Gene co-expression libraries

To create the KEA3 gene co-expression libraries, all GTEx RNA-seq samples were downloaded from the GTEx web server. Samples were quantile-normalized, and for duplicate genes, only the genes with the most significant variance were retained. For each kinase, the 300 genes with the most significant Pearson's correlation coefficients were selected to generate the kinase sets in the GTEx.coexp library. To create the ARCHS4.coexp library, human RNA-seq samples were downloaded from ARCHS4 (56). Fifty-thousand samples were randomly selected for co-expression analysis and then processed in the same way as for the GTEx data to generate the ARCHS4.coexp library.

Generating the benchmarking datasets

The Characteristic Direction (CD) method (57) was used to compute gene expression signatures from 329 kinase perturbation experiments containing 96 kinases. The list of studies was obtained from the manually curated signatures in the CREEDS resource (58). The perturbations include knockdowns, knockouts, overexpression, constitutively active mutants, chemical activation, and chemical inhibition of single kinases followed by microarray profiling. Gene sets containing the top 600 differentially expressed genes were determined by the absolute value of the Characteristic Direction coefficients constructed for each perturbation experiment. We term this benchmarking dataset KinCREEDSupdn.

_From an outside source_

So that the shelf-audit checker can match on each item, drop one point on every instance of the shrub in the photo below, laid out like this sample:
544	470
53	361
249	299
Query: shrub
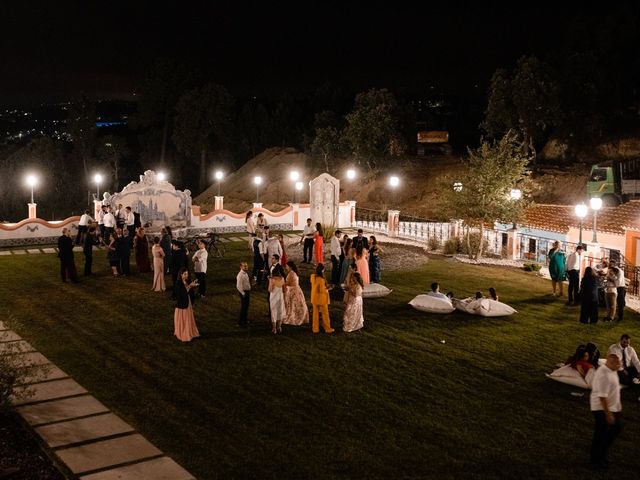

For the DrugL1000updn benchmarking dataset, LINCS L1000 drug perturbation CD signatures retrieved via the L1000FWD API were subset to drugs with known kinase targets using the L1000FWD drug target annotations (59). For each LINCS perturbation identifier, the signature with the greatest cosine similarity from the batch center was selected. The union of the most significant upregulated and downregulated genes was used to compose 292 signatures.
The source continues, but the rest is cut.